Pois podes esperar sentado, cabrão!

            - Queres mais? – ouvi

            - Não obrigado. – respondi, tentando não parecer demasiado amuado

            - Vou buscar outra e dividimos. – disse simpaticamente, sorrindo de olhos fixos nos meus penetrantemente, estava a adivinhar-me o pensamento? Duvidava muito, se estivesse não me sorria e ainda menos tinha acabado por se levantar para entrar no bar.

            É mesmo isso, porra… ele sorri e eu fico abananado a olhar para ele, deu-me um beijo e eu fiquei caidinho por ele? Há mais homens…

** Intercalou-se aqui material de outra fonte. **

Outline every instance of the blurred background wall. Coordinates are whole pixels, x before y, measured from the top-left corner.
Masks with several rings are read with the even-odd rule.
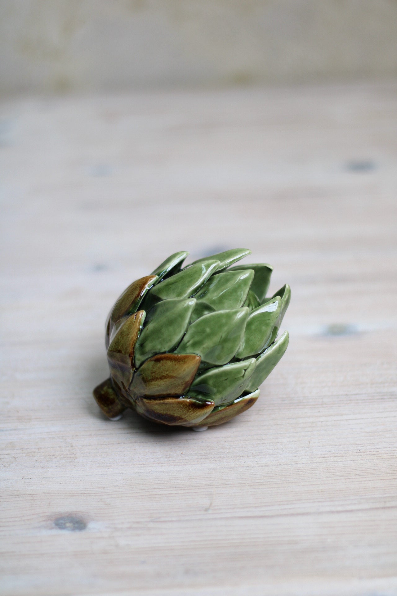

            - Eu vou-me embora! – disse levantando-me assim que ele desapareceu e não tinha hipótese de me ver

            Olhou-me toda a gente com uma expressão perplexa, até o parvalhão do Ricardo… quase tive vontade de rir…

            É isso mesmo, abelhas, eu não sou nenhum sustentado, não tenho de comer e calar… já fiz isso tempo demais, já chega!.

            - Até logo!

            Virei-lhes as costas, desci as escadas rapidamente e afastei-me dali. Primeiro a andar a passo largo até à esquina e depois a correr para desaparecer dali o mais depressa que fosse possível. Eu não conhecia o outro e não sabia como ele ia reagir, mas parecia demasiado mandão para… podia não fazer nada e estar a gozar, afinal parecia que se divertiam a gozar comigo, mas não queria arriscar.